フィサリーたちは、ホテルを後にし、街を出る前にまた広場に足を運んでいた。
「ジョナサン先輩のせっかち! ゆっくり食べ歩きとか、聖地巡礼とかして帰りたかったのに。ここって100万年前よりさらに前は黒き太陽教会、その発祥の地とされてたんですよ!?」
「へぇ〜、信仰が深くって、よーござんしたねッ!」
自分の都合でばかり振り回すジョナサンに、フィサリーはたいそう立腹し、それで激しく口論していた。
側から見ていた赤髪のハンナと、オリーブアッシュのおかっぱヘアーのカオルコ、金髪ハーフツインのアガーテは、面白がったり、呆れたり、こき下ろしたり……とそれぞれ異なる反応を示す。
「オレ、先帰るわ。観光したかったら、おひとり様でやってな! 魔物の海賊から取り返した押収品だって、バスター協会に持ってかなきゃならねーんだぜ」
「先輩のバカチン! そんなこと言うんだったら、もう金輪際デートなんかしてあげませんよ」
「まーまー……」
まだ罵ってくるジョナサンにフィサリーが別れを切り出そうとしたところで、さすがに見かねたハンナが割って入り仲裁する。
カオルコやアガーテも、これにはホッとさせられた。
「カオルコさんたちは?」
「今後の打ち合わせがある。もう少し、百人隊長たちに付き合うよ」
ここで半べそをかく……ような、そんなヤワな女ではないフィサリー。
ハンナの腕に組みついて縋った姿勢で、なぜか悩ましげな表情をして意見を聞き、カオルコからは笑顔で返事をしてもらえたので微笑みを贈った。
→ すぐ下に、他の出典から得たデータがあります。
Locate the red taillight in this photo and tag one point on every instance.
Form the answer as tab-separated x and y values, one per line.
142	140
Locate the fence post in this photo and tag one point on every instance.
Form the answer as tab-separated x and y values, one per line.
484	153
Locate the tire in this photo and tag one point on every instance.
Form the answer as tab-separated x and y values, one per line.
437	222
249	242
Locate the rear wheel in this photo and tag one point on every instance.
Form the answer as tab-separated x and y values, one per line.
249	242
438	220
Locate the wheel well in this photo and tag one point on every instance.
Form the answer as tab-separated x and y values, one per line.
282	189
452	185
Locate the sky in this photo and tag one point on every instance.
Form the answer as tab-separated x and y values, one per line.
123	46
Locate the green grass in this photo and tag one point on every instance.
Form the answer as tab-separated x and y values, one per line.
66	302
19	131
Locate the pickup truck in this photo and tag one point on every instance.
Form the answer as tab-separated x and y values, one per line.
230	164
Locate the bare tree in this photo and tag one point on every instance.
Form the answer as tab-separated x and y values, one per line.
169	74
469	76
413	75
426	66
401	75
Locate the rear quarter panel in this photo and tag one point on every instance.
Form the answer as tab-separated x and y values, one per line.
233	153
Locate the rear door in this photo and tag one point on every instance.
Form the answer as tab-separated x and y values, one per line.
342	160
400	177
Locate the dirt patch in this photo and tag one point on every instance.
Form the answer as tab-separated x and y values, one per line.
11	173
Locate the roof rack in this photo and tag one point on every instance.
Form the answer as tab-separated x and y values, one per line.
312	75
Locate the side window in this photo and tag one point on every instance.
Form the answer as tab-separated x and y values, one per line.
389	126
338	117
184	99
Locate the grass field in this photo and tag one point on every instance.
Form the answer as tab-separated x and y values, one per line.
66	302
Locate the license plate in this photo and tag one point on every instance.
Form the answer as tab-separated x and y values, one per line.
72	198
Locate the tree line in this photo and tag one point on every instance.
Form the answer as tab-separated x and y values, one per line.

「じゃ、サリーはあたしと女同士で遊んでから帰ろっか〜」
「えへへ、やさしいハニー……」
「また飲みに行こうねぇ」
ジョナサンのようなケダモノには任せておけない、と、判断したか?
ハンナはそのままフィサリーやアガーテと肩を組み、ビジネス街まで足を伸ばすことに決めた。
フィサリーは顔が嬉しさでほころび、ギターケースに武器をしまったアガーテは誰かの彼氏の愚痴をこぼし、ハンナはその2人を支えてみせて──。
3人揃って、うきうきと楽しげだ。
「くッ」
女たちに堅い友情を見せつけられて、ジョナサンは同じ協会の人間とともにダイナスティ──この国の首都への帰路に着いた。
フィサリーたちはその少し後に打ち合わせを終えたカオルコと合流して、4人で海水浴やアクティビティを心ゆくまで満喫してから帰ったという。